On a conciliatory note, the president acknowledged “courageous men and women of the Republican party” who are “standing against those who are transforming their party … who seem no longer to want to be the party of Lincoln, Eisenhower, Reagan or the Bushes.”
“Whatever my other disagreements are with Republicans, so long as there are those who support the rule of law and not the rule of a single man, I will always seek to work together with them to find shared solutions,” Biden said. “Because as long as we have a shared belief in democracy, anything is possible. Anything.
“At this moment, we must decide what kind of nation we are going to be,” he continued. “Are we going to be a nation that accepts political violence as a norm? Are we going to be a nation where we allow partisan election officials to overturn the legally expressed will of the people? Are we going to be a nation that lives not by the light of the truth, but in the shadow of lies? We cannot allow ourselves to be that kind of nation. The way forward is to recognize the truth, to live by it.”
But Biden soon returned to the “lies” he sought to refute, including the assertion by some Republicans that the rioters were somehow “patriots.”
“Is that what you thought as you watched the mob ransacking the Capitol, destroying property, littering, defecating in the hallway, rifling through the desks of senators and representatives, hunting down members of Congress? Patriots? Not in my view.”
On Jan. 6, 2021, Biden said, “our democracy held. We, the people, endured. We, the people, prevailed.”
“For the first time in our history, a president had not just lost an election, he tried to prevent the peaceful transfer of power as a violent mob breached the Capitol. But they failed. They failed. And on this day of remembrance, we must make sure that such an attack never, never happens again,” he said.
Speaking before the president, Vice President Kamala Harris said young people often ask her about the state of democracy in the wake of the Jan. 6 riot and that she always answers by telling them the events of that day reflect “the dual nature of democracy — its fragility and its strength.”
The nation’s strength, she said, is its adherence to a “rule of law” and “the principle that everyone should be treated equally” by leaders chosen in free and fair elections.
“And the fragility of democracy is this: If we are not vigilant, if we do not defend it, democracy simply will not stand,” Harris said. “It will falter, and fail.”
“On Jan. 6, we all saw what our nation would look like if the forces who seek to dismantle our democracy are successful — the lawlessness, the violence, the chaos,” she continued.

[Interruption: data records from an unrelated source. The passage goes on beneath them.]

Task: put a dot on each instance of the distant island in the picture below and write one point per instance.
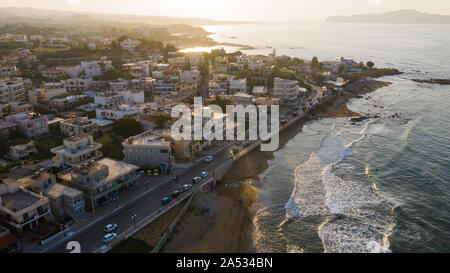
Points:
(406, 16)
(9, 15)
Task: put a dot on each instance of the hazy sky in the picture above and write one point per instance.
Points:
(255, 10)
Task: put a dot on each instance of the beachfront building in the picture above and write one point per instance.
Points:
(259, 91)
(119, 112)
(76, 151)
(101, 181)
(12, 90)
(21, 151)
(108, 99)
(68, 102)
(96, 68)
(8, 70)
(242, 99)
(78, 84)
(22, 209)
(286, 90)
(42, 96)
(78, 126)
(30, 124)
(147, 149)
(65, 201)
(238, 86)
(130, 44)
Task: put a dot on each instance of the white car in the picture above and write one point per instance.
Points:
(110, 227)
(109, 237)
(209, 158)
(186, 187)
(195, 180)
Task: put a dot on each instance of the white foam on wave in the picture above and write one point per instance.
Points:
(360, 218)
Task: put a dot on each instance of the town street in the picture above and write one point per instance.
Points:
(91, 237)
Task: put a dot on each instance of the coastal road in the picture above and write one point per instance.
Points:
(91, 237)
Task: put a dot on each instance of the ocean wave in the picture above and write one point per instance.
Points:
(359, 218)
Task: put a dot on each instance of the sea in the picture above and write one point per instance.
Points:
(382, 185)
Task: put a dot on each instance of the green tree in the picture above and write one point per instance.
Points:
(126, 127)
(314, 63)
(110, 148)
(161, 119)
(110, 74)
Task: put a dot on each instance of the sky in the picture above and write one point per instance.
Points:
(242, 10)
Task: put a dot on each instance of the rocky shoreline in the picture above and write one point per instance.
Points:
(220, 221)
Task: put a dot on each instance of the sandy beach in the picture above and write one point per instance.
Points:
(220, 221)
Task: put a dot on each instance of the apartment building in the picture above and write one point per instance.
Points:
(12, 90)
(78, 84)
(238, 86)
(65, 201)
(119, 112)
(44, 94)
(101, 181)
(130, 44)
(8, 70)
(21, 209)
(148, 149)
(76, 150)
(30, 124)
(21, 151)
(79, 126)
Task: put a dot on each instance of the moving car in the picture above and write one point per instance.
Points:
(109, 228)
(106, 202)
(165, 201)
(185, 187)
(195, 180)
(109, 237)
(176, 194)
(209, 158)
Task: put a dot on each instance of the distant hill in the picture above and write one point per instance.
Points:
(30, 15)
(406, 16)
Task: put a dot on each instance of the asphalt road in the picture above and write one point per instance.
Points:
(91, 237)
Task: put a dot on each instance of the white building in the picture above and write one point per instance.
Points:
(130, 44)
(76, 151)
(238, 86)
(116, 113)
(148, 149)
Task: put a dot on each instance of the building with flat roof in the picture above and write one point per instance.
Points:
(148, 149)
(21, 209)
(30, 124)
(78, 126)
(76, 151)
(115, 113)
(65, 201)
(101, 181)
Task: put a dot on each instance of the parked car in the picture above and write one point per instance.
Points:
(209, 158)
(165, 201)
(68, 220)
(106, 202)
(111, 227)
(185, 187)
(109, 237)
(195, 180)
(176, 194)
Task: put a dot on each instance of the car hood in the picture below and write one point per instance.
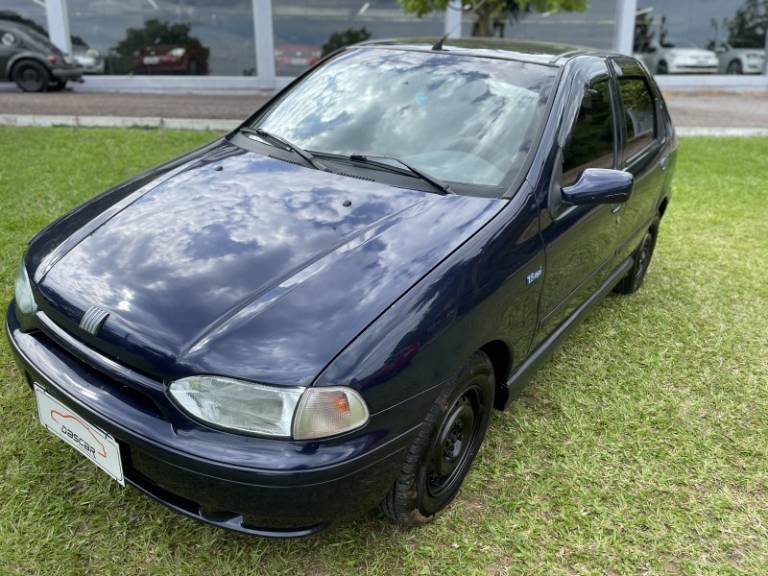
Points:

“What the extremists who roamed these halls targeted was not only the lives of elected leaders. What they sought to degrade and destroy was not only a building, hallowed as it is. What they were assaulting were the institutions, the values, the ideals, that generations of Americans have marched, picketed, and shed blood to establish and defend.
“What was at stake then and now is the right to have our future decided the way the Constitution prescribes it, by we the people, all the people. We cannot let our future be decided by those bent on silencing our voices, overturning our votes, and peddling lies and misinformation,” the vice president said.